The output of the metadata modifier 601 and the gain modifier 603 is fed to a respective spatial synthesizer 605. Thus for example the outputs from the first metadata modifier 601 ₁and the first gain modifier 603 ₁are passed to a first spatial synthesizer 605 ₁and the outputs from the N'th metadata modifier 601 _Nand the N'th gain modifier 603 _Nare passed to a N'th spatial synthesizer 605 _N.
The spatial synthesizer 605 is configured to apply any suitable spatial synthesis approach and generate a suitable set of audio signals which can be passed to the combiner 607.
The spatial mixer 403 comprises a combiner 607. The combiner is configured to retrieve the output of the spatial synthesizer 605 and combine these to generate a mixed spatial audio 609.
It was discussed above that teleconference server typically converts all (or most) uplink signals to mono and spatial steering is used to allocate signal into specific spatial direction. Although this is reasonable solution when there is only one person participating to the teleconference at each end. Where there are for example two persons in one location, the teleconferencing system would allocate both of them to the same spatial direction in spatial mixing, in which case the benefit of spatial information is not utilized. These embodiments show how to allocate a direction to both (each) of those persons or user devices.
As mentioned previously (for example the IVAS standard supports) there can be two sound source directions for every time-frequency tile. Depending on the microphone array there are different alternatives how to estimate the two directions. In EP3791605 and GB2114186.6 a solution for estimating two directions for every time-frequency tile in a mobile device is introduced. Both above methods are build on top of SPAC capture techniques such as described in U.S. Pat. Nos. 9,456,289, 9,313,599, 10/382,849 and US2018199137.
Outside mobile technologies, there are methods for analysing two (or more) simultaneous directions. For example, the following two are for FOA and linear array input, respectively:

Thiergart, Oliver, and Emanuel A P Habets. “Robust direction-of-arrival estimation of two simultaneous plane waves from a B-format signal.” In IEEE 27th Convention of Electrical & Electronics Engineers in Israel (IEEEI), pp. 1-5. IEEE, 2012.
R. Roy and T. Kailath, “ESPRIT-estimation of signal parameters via rotational invariance techniques,” Acoustics, Speech and Signal Processing, IEEE Transactions on, vol. 37, no. 7, pp. 984-995, July 1989.

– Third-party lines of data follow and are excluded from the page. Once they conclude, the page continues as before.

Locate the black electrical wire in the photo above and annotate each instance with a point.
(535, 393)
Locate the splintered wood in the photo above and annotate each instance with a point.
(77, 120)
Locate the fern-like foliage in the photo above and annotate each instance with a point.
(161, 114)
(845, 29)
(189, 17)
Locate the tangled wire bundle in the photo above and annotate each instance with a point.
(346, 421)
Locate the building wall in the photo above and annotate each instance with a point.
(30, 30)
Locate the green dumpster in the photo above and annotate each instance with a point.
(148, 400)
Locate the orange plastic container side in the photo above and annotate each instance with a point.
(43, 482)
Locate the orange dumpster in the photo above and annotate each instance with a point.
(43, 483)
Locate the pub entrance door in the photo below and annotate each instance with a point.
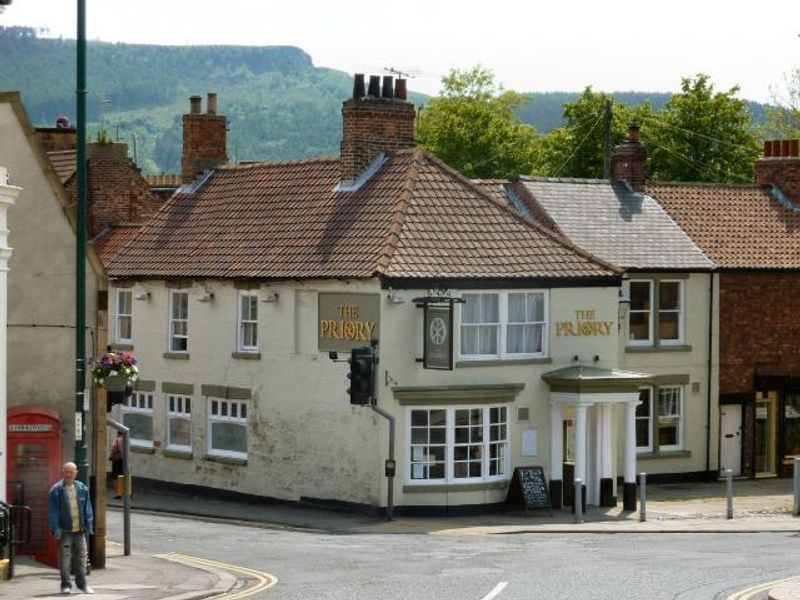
(766, 433)
(34, 465)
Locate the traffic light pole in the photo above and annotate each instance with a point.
(390, 483)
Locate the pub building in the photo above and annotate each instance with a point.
(752, 234)
(243, 296)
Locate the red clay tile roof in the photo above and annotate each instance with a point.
(109, 244)
(64, 163)
(415, 217)
(737, 226)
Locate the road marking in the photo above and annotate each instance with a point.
(752, 592)
(497, 589)
(263, 580)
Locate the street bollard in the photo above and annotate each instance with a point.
(579, 501)
(642, 497)
(729, 492)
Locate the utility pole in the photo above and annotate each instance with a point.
(607, 140)
(81, 459)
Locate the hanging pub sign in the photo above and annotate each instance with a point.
(347, 321)
(438, 347)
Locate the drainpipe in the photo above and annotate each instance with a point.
(710, 357)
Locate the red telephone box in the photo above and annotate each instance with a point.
(34, 465)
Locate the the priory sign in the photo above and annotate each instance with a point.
(347, 321)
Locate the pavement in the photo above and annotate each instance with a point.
(763, 505)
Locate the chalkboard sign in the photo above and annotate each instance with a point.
(528, 490)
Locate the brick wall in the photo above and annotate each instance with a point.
(204, 144)
(371, 126)
(759, 328)
(116, 190)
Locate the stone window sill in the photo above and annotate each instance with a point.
(175, 453)
(246, 355)
(664, 455)
(228, 460)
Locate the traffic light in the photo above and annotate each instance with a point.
(362, 388)
(122, 397)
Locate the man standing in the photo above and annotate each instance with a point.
(71, 520)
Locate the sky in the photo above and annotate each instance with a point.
(530, 45)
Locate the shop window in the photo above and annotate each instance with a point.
(458, 444)
(656, 314)
(124, 318)
(137, 415)
(248, 321)
(179, 321)
(503, 325)
(227, 424)
(179, 422)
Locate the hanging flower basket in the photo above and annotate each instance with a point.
(114, 369)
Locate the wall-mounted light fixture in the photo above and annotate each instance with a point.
(270, 297)
(394, 297)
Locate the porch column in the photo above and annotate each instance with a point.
(580, 449)
(556, 455)
(607, 497)
(629, 489)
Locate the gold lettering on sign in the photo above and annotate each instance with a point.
(347, 329)
(585, 324)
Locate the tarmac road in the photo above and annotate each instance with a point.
(452, 566)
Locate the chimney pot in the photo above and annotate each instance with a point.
(400, 91)
(633, 132)
(388, 87)
(195, 105)
(374, 86)
(358, 86)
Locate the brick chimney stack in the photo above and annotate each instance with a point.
(781, 167)
(629, 160)
(380, 120)
(204, 138)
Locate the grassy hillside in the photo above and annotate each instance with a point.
(280, 105)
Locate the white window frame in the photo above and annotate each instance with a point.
(450, 445)
(178, 406)
(121, 316)
(241, 321)
(140, 403)
(673, 419)
(681, 313)
(649, 419)
(172, 321)
(650, 311)
(502, 325)
(241, 407)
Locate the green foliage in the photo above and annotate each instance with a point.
(701, 135)
(472, 126)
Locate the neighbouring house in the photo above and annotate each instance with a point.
(235, 292)
(668, 303)
(752, 234)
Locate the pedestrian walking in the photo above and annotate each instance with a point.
(71, 520)
(115, 456)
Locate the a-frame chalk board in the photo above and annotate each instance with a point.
(528, 490)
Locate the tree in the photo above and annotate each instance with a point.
(577, 149)
(783, 120)
(701, 135)
(473, 128)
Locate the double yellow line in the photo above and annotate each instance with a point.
(263, 580)
(756, 590)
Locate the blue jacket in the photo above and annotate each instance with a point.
(58, 508)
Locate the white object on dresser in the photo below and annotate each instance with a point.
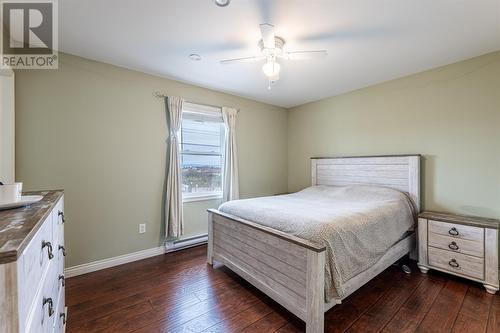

The operation of the example spatial mixer 403 is shown in the flow diagram of FIG. 7 .
The initial operations are obtaining audio and metadata (for input 1) as shown in FIG. 7 by step 701 and obtaining audio and metadata (for input N) as shown in FIG. 7 by step 711.
Then the metadata is modified (for input 1) as shown in FIG. 7 by step 703. Furthermore the metadata is modified (for input N) as shown in FIG. 7 by step 713.
The gain and the audio signals are modified (for input 1) as shown in FIG. 7 by step 705. Additionally the gain and the audio signals are modified (for input N) as shown in FIG. 7 by step 715.
The spatial synthesis of the input 1 is shown in FIG. 7 by step 707. The spatial synthesis of the input N is shown in FIG. 7 by step 717.
The audio signals are then combined as shown in FIG. 7 by step 709.
As described above existing systems allocate a first direction to the direction of the strongest source at the given moment. This results in situation as shown in FIG. 8 . In this example there are two substantially equally loud sources present at angles 30 and −20 degrees. Depending on the time instant the direction of the strongest source varies as shown by the circle and triangle plots.
As the embodiments herein associate physical sound sources into parametric audio bit stream directions any inconsistency such as shown above would be problematic. Although in the example shown in FIG. 8 the directions of the two sources is obvious and would be corrected, real-life situations analysis results can be noisier and difficult to determine. In some embodiments the following methods can thus be used to determine and identify physical sound sources.
In some embodiments a statistical analysis can be performed to determine how the found source directions are distributed over a longer period of time. Directions to which most direction estimates accumulate can be considered as sound sources.
In some embodiments speech detection methods can be used to identify if sources in given direction are speech or some other source type. In these embodiments speech sources can be determined to be the most relevant ones.
In some embodiments where there is also video streams or images available, then object (for example instrument) or face tracking (for speech) can be utilized to assist determining the directions of the audio sources or speakers.
In some embodiments the teleconference server can determine whether there are one or two (or more) sound sources present at the client end. In some embodiments a data field included in the bit stream format can be employed to deliver this information. Alternatively, in some embodiments the information can be coded to the direction information, for example if the energy ratio of the second direction is zero there is only one sound source present at the client end.
In the metadata there are two direction indexes d1 and d2 available for every time-frequency tile, and both direction indexes contain information of the direction and the energy ratio. To make sure that the source directions do not change in the teleconference server the server is configured to allocate sources consistently into the same direction index.
For example, if we have two sources, s1 and s2, the server is configured to determine that the first source is always allocated to d1 and the second to d2. In embodiments where there are more than two sources, the server is configured to determine which ones of those sources are allocated to d1 and which ones to d2.
In some embodiments for a single time-frequency tile, only one of sources belonging to the same direction index can be active at a time. In other words the server can be configured to support two simultaneous directions but such that one must belong to d1 and the other to d2.
In some embodiments it is not obvious to which source and thus to which direction index the server is configured to allocate a new direction estimate. In such embodiments the following procedure can be implemented

- 1. Detect the direction θ₁and energy ratio r₁of the strongest sound in current time-frequency tile.
- 2. Associate the detected sound to the nearest identified sound source s_nand fill spatial information to metadata index d1 or d2 depending on to which one s_nis associated with.
- 3. Detect the second strongest direction θ₂and energy ratio r₂.
- 4. Find the nearest identified sound source s_n′ for θ₂and find to which metadata index s_n′ is associated to.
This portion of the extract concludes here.